The Fall affected humanity spiritually, socially and physically, but it also contaminated the world in which they lived. Pollution goes back a long way. The creation itself was cursed. Romans 8:19-23 says the whole of creation is groaning, longing for the full redemption which will be accomplished when Christ returns. The world we now live in is not how God intended. It is a cursed creation but mercifully not a God forsaken creation. God so loved the world that He acted. His rescue mission began in the Garden.

4.4 He Provided a Covering 3:20-21
They could not stand before God in their own covering - they needed a covering from God, one that required sacrifice and a death, a covering made by God. Do you realise what the first death in the Garden was? And who performed the killing? The first death in the garden was an animal, in Adam's place. The first blood shed in the garden was by God. Their sin had led to the death of an animal to provide an adequate covering for their sin and shame. God not only took the initiative, invited a confession, explained the consequences and provided a covering for their sin. One more thing God did. He also

4.5 He Promised Victory 3:15
There was one thing Adam and Eve did not lose in the Garden. They may have been twisted, broken and marred but they were still the image bearers of God. Fallen but not worthless. They retained the image of God with significance and meaning, and most important of all - hope.

4.5.1 The Promise
Tucked away in this verse is a promise of eventual victory over the evil one. In Hebrews 11 we read of the faith of Abel, Enoch, Noah and Abraham. Their faith must have been based on this promise, for it says they died in faith not receiving the fulfilled promise.

4.5.2 The Person
It is most significant that God should say "your seed and her seed". Its important to observe that the seed is considered personal. The one who is promised is a person, a male.

A person would one day bruise Satan's head, and in doing so be wounded. Eve would bear this seed. What is interesting, is that in Hebrew, as in other Semitic languages, this is an unusual expression since the male is considered the one with the seed. Descent is normally through the male line.

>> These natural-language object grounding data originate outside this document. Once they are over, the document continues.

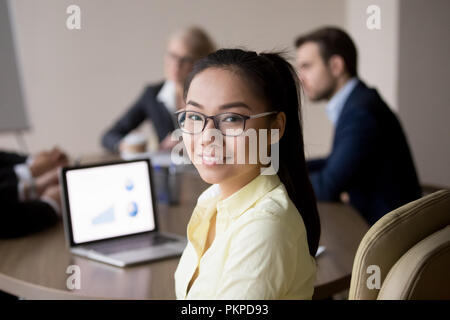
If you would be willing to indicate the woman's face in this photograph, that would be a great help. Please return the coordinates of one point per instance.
(178, 60)
(215, 91)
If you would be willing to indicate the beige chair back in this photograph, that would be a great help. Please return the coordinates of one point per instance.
(390, 238)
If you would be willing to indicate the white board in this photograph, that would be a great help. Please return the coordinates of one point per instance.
(13, 116)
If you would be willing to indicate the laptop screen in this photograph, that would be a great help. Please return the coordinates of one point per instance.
(109, 201)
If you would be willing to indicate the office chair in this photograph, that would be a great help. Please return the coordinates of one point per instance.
(406, 254)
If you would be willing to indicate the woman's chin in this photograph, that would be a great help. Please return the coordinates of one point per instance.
(210, 176)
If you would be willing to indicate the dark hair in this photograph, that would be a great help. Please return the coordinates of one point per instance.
(273, 79)
(333, 41)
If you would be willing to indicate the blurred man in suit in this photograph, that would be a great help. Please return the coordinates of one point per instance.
(370, 160)
(29, 191)
(158, 102)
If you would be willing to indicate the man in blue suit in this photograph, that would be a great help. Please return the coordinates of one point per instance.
(370, 159)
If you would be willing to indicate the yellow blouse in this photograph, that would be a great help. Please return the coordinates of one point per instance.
(260, 250)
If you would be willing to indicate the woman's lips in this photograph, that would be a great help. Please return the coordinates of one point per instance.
(211, 160)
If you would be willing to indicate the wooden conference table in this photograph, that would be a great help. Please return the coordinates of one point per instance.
(34, 267)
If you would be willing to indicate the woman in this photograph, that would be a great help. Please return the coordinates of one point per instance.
(158, 102)
(251, 236)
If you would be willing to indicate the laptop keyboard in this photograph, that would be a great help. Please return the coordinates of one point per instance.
(129, 244)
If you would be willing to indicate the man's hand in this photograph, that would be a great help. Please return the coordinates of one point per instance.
(45, 161)
(46, 181)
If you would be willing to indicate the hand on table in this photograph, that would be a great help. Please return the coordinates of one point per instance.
(45, 161)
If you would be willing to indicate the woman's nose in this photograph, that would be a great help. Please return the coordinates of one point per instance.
(210, 133)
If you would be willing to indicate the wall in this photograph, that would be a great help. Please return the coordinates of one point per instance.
(424, 96)
(78, 82)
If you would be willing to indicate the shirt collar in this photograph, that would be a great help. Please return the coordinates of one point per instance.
(337, 102)
(167, 95)
(227, 210)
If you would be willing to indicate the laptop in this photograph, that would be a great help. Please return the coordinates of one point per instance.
(109, 214)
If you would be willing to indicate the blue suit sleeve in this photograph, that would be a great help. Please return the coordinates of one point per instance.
(355, 141)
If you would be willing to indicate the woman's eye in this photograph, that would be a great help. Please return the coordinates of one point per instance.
(231, 119)
(194, 117)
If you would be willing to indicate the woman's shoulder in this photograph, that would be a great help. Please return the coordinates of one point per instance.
(275, 213)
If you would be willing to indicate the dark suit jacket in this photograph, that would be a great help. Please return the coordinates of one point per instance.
(145, 108)
(370, 158)
(19, 218)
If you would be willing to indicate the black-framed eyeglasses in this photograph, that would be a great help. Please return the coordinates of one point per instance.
(229, 123)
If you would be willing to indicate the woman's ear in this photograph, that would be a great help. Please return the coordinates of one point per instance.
(279, 123)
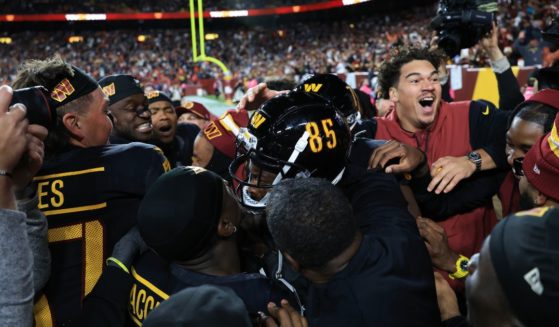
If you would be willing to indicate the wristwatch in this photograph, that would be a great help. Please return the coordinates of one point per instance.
(476, 159)
(461, 268)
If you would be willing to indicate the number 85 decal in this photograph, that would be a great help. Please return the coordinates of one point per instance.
(315, 138)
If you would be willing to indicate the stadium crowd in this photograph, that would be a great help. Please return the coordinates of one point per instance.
(302, 206)
(289, 51)
(130, 6)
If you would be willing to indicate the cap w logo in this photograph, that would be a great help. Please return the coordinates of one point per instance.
(109, 90)
(212, 131)
(152, 94)
(62, 91)
(313, 87)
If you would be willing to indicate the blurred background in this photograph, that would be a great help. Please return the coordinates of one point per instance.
(252, 41)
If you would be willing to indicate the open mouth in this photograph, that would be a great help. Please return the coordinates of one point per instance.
(427, 101)
(144, 128)
(165, 128)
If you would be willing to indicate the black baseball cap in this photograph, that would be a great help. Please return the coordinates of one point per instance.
(179, 215)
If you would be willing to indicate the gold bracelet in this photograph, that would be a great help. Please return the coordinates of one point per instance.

So we have here the first promise of the coming Messiah, born of a woman, conceived without a father, who would destroy the work of the devil, but only through suffering in our place. Remarkably the first glimmer of the gospel makes its debut as a sentence passed on the enemy, not a direct promise to man. That's because redemption is primarily about God's rule as much as it is about human need. The first glorious hint that would grow stronger and clearer through successive generations that God had a rescue plan, he would send a second Adam, the one who would reverse the effects of the Fall.

One of these days I'd like to put a poster up outside Church, "Jesus is God's Bounty - A Taste of Paradise...." For that is what the rest of the Bible explains. We have seen that Genesis 3 is all about the taste of Paradise, the evil temptation of the Serpent, the tragic Fall of Adam and Eve, and the wonderful provision of the Father. At some time in our lives we can identify with Adam or Eve, desiring independence, of going our own way, but discovering shame, guilt and fear. Hide and seek. We all remember playing the game as children, only now its not a game, its for real. Despite our sin, God comes searching for us, not to punish but to provide, not to rebuke but to restore. Oh the joy of being found. Lets pray.